Na verdade, na mesa ao lado, senta-se um outro, que recebi no ano passado, vindo do Brasil e mal sabia ler. Progrediu muito, mas apesar de estar no terceiro ano, ainda luta com as letras. E outro que também veio daqueles lados do Atlântico e cujos pais trabalham nuns turnos malucos, razão pela qual ninguém lhe vigia as horas de sono e ele vem sonolento para a aula. A colega de carteira, de uma beleza a lembrar ascendência amazónica, esteve ali dois meses a escutar o txitxo sem trazer livros nem cadernos, por mais que apelássemos a que arranjasse, pelo menos, um cadernito qualquer.
Por tudo isto, como se vê, há sempre pano para mangas, embora eu me debruce mais no meu M.
O M era um miúdo como os meus filhos. Há um ano apanhou um vírus e ficou assim. Com a fala algo comprometida, na cadeira, sem mover a mão direita, de fralda.

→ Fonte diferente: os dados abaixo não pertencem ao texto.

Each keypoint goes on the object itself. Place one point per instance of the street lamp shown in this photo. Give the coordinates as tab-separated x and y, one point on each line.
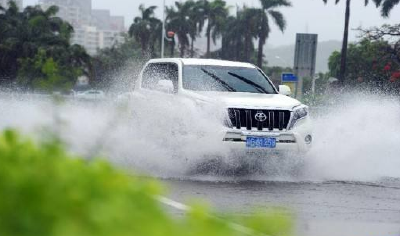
163	32
313	84
284	62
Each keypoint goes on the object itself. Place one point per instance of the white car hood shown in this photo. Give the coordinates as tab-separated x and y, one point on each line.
252	100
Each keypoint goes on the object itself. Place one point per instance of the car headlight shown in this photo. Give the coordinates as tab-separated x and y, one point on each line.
299	113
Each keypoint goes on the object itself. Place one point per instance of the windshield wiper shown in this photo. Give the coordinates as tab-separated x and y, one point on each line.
247	81
219	80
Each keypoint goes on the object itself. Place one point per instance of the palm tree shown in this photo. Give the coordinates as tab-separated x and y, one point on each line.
179	21
145	27
343	54
216	13
387	6
268	9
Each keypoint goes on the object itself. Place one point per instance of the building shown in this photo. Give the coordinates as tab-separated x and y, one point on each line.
93	39
93	29
76	12
20	4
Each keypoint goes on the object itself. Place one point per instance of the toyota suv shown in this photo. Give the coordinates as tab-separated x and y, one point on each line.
258	115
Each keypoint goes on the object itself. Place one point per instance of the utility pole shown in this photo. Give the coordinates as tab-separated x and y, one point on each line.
163	32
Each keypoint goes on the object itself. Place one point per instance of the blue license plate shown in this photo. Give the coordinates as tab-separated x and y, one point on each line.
260	142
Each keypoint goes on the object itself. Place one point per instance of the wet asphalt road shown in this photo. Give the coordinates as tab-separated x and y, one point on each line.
323	209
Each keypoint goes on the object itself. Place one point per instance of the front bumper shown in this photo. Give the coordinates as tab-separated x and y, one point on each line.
294	140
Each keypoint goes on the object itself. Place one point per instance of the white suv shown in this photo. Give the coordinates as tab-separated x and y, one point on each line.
258	115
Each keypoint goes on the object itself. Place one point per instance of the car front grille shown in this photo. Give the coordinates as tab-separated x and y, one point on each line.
259	119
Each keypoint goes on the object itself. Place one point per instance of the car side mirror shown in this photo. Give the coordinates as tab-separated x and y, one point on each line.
165	86
285	90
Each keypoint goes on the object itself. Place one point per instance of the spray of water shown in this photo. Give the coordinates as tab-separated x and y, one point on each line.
168	138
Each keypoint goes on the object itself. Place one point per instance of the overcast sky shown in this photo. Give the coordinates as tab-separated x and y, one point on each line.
310	16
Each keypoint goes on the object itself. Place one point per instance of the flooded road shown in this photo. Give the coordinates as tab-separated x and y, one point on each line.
321	209
347	185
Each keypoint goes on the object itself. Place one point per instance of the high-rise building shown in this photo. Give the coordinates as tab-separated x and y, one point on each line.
76	12
93	29
4	3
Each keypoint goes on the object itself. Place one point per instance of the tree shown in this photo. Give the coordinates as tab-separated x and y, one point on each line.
146	29
179	20
387	6
216	13
268	9
35	39
342	73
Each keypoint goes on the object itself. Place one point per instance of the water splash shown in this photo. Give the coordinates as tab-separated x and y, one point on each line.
354	141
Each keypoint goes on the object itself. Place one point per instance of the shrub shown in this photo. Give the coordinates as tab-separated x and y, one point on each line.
46	192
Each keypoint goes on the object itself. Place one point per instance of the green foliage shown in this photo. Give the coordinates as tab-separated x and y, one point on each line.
33	38
44	74
146	29
44	191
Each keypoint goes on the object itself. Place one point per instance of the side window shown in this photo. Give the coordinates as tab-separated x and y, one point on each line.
155	72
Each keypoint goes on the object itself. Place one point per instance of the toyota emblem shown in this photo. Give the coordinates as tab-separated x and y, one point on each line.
261	117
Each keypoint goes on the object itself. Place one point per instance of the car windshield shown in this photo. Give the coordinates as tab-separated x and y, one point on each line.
226	79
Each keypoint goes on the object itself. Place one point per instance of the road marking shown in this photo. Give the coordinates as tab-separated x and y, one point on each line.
182	207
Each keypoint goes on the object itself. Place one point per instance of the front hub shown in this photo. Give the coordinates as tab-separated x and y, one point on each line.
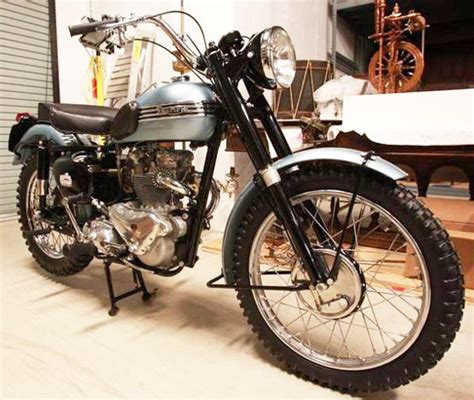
338	299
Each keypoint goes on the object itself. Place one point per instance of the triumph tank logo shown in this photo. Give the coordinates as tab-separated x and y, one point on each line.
65	180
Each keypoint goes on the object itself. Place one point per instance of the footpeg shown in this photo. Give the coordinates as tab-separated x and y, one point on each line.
80	254
140	287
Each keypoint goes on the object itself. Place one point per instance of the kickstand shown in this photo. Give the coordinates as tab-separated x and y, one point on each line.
138	281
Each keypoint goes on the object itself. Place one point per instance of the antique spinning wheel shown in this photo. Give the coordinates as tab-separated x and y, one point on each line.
400	72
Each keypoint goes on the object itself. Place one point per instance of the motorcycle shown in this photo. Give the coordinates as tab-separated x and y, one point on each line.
341	271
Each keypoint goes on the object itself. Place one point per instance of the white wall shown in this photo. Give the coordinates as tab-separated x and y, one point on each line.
307	22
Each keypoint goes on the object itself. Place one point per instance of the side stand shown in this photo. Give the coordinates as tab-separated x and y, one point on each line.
138	281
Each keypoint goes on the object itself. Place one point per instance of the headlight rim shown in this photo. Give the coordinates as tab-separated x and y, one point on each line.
266	58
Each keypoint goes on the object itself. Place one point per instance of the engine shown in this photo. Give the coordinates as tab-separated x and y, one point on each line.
148	226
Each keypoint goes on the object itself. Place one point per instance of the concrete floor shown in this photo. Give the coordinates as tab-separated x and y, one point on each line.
57	340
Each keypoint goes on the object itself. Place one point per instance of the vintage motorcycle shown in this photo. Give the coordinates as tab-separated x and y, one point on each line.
342	273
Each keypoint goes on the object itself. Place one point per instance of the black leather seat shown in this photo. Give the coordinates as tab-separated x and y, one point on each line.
92	120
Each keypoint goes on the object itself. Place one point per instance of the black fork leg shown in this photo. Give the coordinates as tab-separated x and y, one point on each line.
312	261
42	174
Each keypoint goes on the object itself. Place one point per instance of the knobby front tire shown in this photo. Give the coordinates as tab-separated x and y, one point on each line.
423	307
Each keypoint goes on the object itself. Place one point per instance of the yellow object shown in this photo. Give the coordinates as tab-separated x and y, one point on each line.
136	52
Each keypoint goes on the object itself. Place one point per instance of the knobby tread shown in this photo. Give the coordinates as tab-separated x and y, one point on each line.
59	267
444	266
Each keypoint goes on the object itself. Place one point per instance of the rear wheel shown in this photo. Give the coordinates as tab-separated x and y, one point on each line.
47	248
398	299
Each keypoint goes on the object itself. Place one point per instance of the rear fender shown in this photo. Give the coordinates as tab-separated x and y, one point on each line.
37	133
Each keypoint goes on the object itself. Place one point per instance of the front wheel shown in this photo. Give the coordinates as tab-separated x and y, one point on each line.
396	304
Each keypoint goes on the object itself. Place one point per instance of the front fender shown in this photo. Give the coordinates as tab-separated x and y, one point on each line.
36	133
251	191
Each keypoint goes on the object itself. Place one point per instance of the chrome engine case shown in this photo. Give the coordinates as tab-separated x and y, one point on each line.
150	233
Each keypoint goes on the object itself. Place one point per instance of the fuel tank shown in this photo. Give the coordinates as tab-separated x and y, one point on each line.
178	111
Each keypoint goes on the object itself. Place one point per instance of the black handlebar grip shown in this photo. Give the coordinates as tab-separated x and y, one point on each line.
82	29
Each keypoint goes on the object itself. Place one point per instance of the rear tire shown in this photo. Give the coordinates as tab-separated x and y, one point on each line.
51	259
445	282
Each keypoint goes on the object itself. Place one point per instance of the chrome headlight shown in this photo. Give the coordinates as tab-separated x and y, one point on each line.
276	58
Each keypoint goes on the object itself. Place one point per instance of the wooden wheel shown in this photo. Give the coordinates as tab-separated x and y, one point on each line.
403	74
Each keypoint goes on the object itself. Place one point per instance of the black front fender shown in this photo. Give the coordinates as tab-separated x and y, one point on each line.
324	154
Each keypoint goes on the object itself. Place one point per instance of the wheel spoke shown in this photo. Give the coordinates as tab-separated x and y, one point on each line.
307	321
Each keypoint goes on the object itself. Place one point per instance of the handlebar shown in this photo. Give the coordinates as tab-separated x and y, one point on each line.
119	23
88	27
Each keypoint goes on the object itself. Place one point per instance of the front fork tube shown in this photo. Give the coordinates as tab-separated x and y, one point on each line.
313	262
42	174
279	143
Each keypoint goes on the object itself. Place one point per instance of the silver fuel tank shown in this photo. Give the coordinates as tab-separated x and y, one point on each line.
178	111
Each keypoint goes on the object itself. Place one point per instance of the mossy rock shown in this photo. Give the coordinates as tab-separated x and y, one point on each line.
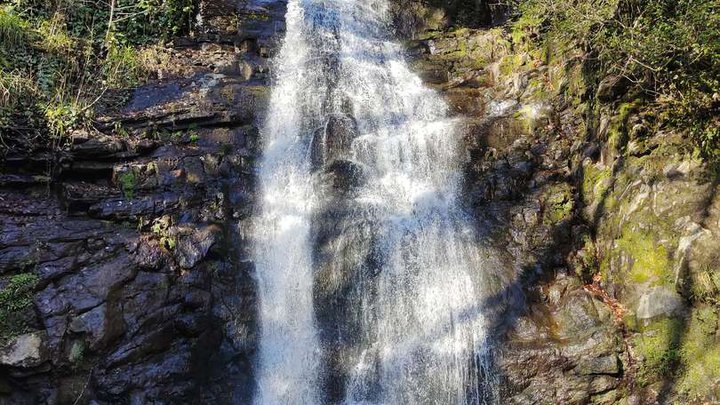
16	304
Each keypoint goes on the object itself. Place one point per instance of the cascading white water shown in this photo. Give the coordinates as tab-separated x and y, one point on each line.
418	306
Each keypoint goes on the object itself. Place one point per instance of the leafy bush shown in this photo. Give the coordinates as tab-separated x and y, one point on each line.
668	50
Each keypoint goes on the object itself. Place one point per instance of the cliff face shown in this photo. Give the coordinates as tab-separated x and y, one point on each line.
126	278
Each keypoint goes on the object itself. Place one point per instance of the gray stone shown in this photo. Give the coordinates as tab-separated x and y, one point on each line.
659	301
24	351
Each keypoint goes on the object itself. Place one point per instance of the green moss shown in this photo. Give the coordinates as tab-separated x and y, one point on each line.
618	136
701	356
15	298
658	348
558	203
650	263
510	64
128	183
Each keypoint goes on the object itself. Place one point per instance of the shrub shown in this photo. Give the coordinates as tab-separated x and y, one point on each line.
669	50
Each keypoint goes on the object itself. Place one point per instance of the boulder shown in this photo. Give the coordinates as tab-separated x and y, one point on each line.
24	351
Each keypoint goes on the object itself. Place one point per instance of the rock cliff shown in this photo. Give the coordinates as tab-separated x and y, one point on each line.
124	267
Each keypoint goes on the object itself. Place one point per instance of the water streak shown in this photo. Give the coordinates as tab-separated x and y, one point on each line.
370	274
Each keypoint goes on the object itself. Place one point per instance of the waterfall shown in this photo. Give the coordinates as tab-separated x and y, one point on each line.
370	275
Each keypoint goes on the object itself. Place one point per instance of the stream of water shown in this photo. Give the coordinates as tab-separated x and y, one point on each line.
369	272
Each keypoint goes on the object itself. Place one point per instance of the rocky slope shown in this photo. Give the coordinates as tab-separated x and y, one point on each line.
126	278
123	259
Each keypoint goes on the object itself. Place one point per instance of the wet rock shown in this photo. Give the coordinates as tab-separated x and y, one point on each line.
24	351
102	324
609	365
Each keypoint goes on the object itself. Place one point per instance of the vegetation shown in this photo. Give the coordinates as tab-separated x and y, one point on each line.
15	299
665	51
60	58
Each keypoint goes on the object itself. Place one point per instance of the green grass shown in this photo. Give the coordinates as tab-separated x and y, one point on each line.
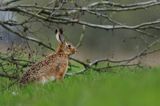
124	87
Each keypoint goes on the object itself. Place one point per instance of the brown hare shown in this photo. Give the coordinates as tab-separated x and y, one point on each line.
54	66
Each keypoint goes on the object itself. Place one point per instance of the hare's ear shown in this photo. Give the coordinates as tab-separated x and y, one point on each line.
59	35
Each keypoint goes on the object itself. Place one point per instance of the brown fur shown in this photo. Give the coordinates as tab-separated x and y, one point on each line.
54	65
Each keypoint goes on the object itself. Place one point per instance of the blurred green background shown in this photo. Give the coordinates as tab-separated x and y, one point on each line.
98	43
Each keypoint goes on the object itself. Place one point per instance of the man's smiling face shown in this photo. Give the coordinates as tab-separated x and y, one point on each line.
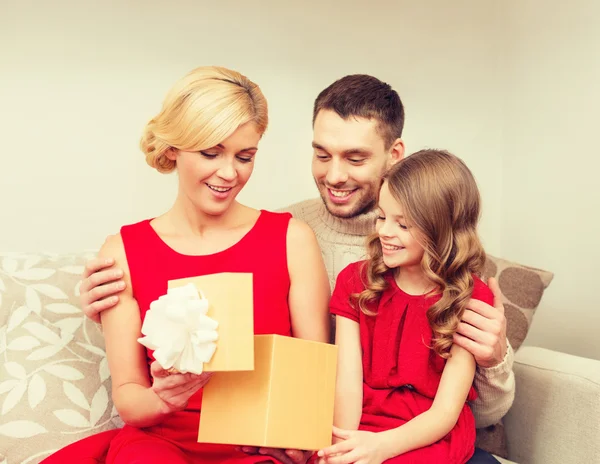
348	161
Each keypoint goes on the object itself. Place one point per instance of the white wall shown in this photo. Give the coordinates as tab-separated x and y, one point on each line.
78	81
551	160
509	86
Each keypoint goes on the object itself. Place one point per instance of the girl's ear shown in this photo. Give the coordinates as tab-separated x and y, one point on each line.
171	153
396	152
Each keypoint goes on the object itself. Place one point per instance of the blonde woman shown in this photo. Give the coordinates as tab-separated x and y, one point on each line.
208	130
402	384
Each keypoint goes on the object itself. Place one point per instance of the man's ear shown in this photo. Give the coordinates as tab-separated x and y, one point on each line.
171	153
396	152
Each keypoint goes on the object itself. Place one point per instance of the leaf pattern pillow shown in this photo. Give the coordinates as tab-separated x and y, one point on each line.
54	377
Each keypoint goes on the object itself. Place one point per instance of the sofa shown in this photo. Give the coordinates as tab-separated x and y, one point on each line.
55	383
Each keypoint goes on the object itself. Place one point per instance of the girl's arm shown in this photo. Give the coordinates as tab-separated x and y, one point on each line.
309	284
438	421
138	402
349	383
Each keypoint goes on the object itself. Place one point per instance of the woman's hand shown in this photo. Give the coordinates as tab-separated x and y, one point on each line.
357	446
176	389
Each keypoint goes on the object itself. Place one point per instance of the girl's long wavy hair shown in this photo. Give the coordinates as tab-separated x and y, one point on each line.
441	201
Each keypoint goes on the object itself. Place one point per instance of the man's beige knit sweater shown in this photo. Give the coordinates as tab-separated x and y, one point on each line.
342	242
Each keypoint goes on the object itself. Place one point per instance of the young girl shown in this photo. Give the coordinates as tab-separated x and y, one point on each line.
402	385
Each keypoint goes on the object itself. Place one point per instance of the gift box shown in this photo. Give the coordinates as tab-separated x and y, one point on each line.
230	303
285	402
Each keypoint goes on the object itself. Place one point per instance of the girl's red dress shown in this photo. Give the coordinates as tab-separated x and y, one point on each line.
401	373
152	263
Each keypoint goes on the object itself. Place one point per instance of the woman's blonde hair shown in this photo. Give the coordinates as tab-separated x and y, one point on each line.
201	110
440	199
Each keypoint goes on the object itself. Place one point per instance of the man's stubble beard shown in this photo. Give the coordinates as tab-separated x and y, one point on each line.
366	204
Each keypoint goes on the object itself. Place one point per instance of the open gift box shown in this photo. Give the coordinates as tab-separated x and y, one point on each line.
267	390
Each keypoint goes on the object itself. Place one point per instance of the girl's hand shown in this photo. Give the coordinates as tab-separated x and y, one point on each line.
358	447
175	390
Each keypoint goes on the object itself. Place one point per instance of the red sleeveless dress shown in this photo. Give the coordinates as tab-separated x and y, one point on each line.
152	263
401	374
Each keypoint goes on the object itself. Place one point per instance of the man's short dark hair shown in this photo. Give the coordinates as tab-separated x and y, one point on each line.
364	96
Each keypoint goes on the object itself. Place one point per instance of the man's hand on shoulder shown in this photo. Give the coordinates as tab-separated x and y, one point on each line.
101	282
482	331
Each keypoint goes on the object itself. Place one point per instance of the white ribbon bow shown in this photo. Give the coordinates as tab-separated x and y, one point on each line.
177	328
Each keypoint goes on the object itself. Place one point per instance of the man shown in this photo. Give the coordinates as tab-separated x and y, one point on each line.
357	125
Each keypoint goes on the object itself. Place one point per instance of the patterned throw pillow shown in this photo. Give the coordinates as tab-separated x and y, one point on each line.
522	290
54	378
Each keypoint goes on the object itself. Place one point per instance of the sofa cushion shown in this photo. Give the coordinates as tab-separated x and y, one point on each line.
55	386
522	290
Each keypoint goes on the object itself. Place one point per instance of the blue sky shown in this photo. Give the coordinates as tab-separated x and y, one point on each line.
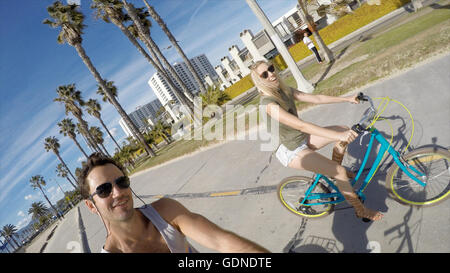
33	65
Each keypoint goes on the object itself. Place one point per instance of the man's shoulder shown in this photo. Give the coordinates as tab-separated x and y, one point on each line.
169	208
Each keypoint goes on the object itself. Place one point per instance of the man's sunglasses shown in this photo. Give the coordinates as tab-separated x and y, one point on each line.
265	74
105	189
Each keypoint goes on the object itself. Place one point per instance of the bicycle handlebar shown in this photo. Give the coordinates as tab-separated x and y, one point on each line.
368	115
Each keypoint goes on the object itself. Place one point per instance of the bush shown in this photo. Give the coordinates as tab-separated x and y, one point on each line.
347	24
342	27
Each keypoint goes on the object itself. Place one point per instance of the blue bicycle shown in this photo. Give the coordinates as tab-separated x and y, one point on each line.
420	177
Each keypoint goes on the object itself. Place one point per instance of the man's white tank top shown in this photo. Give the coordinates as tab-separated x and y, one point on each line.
175	240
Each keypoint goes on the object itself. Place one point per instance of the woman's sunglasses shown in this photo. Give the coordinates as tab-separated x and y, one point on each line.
265	74
105	189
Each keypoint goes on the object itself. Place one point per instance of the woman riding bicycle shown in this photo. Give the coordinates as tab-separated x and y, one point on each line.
300	139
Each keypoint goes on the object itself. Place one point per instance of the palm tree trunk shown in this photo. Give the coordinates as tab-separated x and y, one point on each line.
158	66
109	133
104	149
326	52
89	136
79	147
14	240
151	45
112	99
87	142
172	39
65	166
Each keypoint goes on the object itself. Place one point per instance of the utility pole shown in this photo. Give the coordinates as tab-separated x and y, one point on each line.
302	84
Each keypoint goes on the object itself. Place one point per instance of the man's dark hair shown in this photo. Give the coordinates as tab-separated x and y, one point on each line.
94	160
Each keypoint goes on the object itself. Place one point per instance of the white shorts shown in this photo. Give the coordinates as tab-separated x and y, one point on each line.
285	156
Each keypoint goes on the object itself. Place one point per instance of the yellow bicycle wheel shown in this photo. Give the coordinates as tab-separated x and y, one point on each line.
291	192
434	163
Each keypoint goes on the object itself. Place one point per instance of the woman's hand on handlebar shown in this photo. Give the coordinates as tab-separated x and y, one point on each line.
347	136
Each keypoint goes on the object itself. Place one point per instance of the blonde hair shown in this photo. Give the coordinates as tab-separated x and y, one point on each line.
267	88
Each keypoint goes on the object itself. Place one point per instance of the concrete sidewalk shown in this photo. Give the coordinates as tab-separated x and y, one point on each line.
260	217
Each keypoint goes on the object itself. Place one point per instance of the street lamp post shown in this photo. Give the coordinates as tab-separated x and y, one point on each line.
302	83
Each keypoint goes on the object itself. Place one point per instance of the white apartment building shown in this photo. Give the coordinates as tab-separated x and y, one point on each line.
164	92
144	112
260	47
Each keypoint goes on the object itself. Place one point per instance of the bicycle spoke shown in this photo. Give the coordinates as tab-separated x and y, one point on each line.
435	166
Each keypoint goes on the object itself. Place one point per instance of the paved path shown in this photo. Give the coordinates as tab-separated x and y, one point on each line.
237	168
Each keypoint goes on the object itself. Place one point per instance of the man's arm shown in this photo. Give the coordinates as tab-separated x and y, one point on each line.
206	233
321	99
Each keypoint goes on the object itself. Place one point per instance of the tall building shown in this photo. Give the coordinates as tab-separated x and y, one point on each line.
164	92
145	112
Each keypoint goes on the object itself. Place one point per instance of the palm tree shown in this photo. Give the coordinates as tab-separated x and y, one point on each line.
111	10
51	143
37	182
98	137
160	130
67	128
61	171
139	15
80	131
172	39
71	98
38	209
70	20
8	232
94	108
311	25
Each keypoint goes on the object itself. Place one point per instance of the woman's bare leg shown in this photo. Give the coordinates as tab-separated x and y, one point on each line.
317	163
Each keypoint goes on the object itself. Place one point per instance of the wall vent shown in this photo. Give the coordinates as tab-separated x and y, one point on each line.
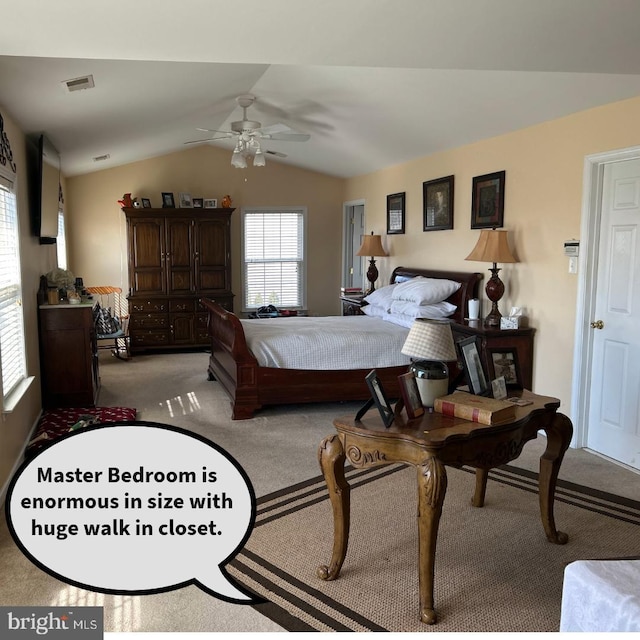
77	84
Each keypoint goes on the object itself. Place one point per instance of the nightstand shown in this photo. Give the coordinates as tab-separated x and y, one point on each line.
507	352
352	305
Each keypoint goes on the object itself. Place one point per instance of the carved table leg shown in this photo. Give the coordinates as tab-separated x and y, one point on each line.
432	486
331	457
559	433
481	488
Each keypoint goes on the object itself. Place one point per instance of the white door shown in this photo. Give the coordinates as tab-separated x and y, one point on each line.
614	406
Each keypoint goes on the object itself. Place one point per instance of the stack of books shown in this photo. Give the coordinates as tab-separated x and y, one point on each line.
475	408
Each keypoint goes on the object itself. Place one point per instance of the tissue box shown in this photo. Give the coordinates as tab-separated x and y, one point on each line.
510	322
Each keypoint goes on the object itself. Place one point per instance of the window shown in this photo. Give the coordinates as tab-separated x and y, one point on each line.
12	347
61	242
274	258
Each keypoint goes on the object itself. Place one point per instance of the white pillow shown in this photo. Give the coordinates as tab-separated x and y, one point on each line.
373	310
425	290
398	318
434	311
381	297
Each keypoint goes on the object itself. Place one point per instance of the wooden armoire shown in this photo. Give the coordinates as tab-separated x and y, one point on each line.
176	257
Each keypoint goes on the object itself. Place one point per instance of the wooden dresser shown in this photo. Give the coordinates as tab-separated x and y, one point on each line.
68	356
176	257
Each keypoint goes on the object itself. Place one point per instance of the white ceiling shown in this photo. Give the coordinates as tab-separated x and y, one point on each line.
374	82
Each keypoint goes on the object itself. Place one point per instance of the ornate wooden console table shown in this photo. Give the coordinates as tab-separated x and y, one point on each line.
430	443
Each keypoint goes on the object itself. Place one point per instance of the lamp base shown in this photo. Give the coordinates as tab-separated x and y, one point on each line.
432	379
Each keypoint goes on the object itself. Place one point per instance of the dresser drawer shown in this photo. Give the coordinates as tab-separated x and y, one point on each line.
149	321
148	306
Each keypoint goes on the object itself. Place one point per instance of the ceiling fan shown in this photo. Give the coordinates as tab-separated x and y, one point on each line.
248	134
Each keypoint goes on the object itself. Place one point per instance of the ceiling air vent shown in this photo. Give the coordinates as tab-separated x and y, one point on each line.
76	84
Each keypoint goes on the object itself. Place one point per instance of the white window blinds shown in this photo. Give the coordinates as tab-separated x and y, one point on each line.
273	258
12	349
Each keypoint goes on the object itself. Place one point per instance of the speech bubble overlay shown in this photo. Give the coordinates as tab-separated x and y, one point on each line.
136	507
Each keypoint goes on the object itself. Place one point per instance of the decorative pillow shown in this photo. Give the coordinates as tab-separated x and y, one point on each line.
425	290
434	311
373	310
381	297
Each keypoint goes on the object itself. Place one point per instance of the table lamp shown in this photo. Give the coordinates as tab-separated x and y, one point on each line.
492	246
431	343
372	247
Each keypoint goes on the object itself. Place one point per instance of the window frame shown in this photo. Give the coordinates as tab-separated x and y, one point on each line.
247	212
21	381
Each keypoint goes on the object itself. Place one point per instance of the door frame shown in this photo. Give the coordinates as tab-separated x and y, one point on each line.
593	182
346	235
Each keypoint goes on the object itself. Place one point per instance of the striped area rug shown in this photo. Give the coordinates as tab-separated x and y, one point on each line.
495	569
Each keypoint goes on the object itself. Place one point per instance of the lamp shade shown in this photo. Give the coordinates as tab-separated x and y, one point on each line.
371	246
430	340
492	246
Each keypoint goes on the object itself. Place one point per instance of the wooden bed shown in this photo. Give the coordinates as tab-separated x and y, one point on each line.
251	386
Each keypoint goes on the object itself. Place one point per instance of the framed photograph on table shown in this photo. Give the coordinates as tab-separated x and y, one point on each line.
505	363
379	398
167	200
437	200
472	365
410	394
487	201
185	201
395	213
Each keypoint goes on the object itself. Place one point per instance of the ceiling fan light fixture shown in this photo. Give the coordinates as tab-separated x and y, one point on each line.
238	160
258	159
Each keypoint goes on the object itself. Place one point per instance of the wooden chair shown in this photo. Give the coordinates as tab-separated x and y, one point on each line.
111	298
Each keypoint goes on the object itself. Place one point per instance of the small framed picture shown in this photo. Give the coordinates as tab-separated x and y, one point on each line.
472	365
395	213
185	201
410	394
167	200
505	364
437	199
499	388
380	398
487	201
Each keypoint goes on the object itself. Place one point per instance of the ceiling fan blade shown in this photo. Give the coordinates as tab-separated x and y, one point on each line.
291	137
207	140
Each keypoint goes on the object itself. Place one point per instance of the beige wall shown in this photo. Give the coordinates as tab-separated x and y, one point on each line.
36	260
97	230
543	199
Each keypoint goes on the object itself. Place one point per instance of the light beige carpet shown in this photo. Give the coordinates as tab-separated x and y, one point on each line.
495	569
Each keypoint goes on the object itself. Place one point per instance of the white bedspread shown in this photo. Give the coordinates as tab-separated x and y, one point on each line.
601	596
326	343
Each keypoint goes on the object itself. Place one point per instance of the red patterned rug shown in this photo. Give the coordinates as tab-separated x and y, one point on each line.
56	422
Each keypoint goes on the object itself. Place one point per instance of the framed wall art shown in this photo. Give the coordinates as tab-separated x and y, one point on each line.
167	200
487	201
395	213
437	200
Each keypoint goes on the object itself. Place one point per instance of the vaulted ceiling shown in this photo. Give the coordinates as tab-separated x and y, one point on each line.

No outro dia estava a aparar uma ficha para ele colar no caderno e ele, como de costume, pediu-me para ser ele a fazê-lo. Se calhar erradamente, mas com receio que se magoasse, disse-lhe que eu ajudava e que podia pousar a tesoura. Pelo contrário, ficou com a tesoura na mão, a fixá-la algo demoradamente. Estranhei, pois costuma ser muito colaborante.
Insisti que podia magoar-se. Deu voz ao que lhe passava na cabeça.
"Dantes, eu era capaz de recortar umas formas numa folha dobrada a meio e depois, quando se abria ficava assim tudo tipo rendilhado."
Disfarcei. "Sério? Que bonito! E isso é difícil!"
E ele:"Dantes!"
Nunca tinha visto uma tesoura cortar tão fundo.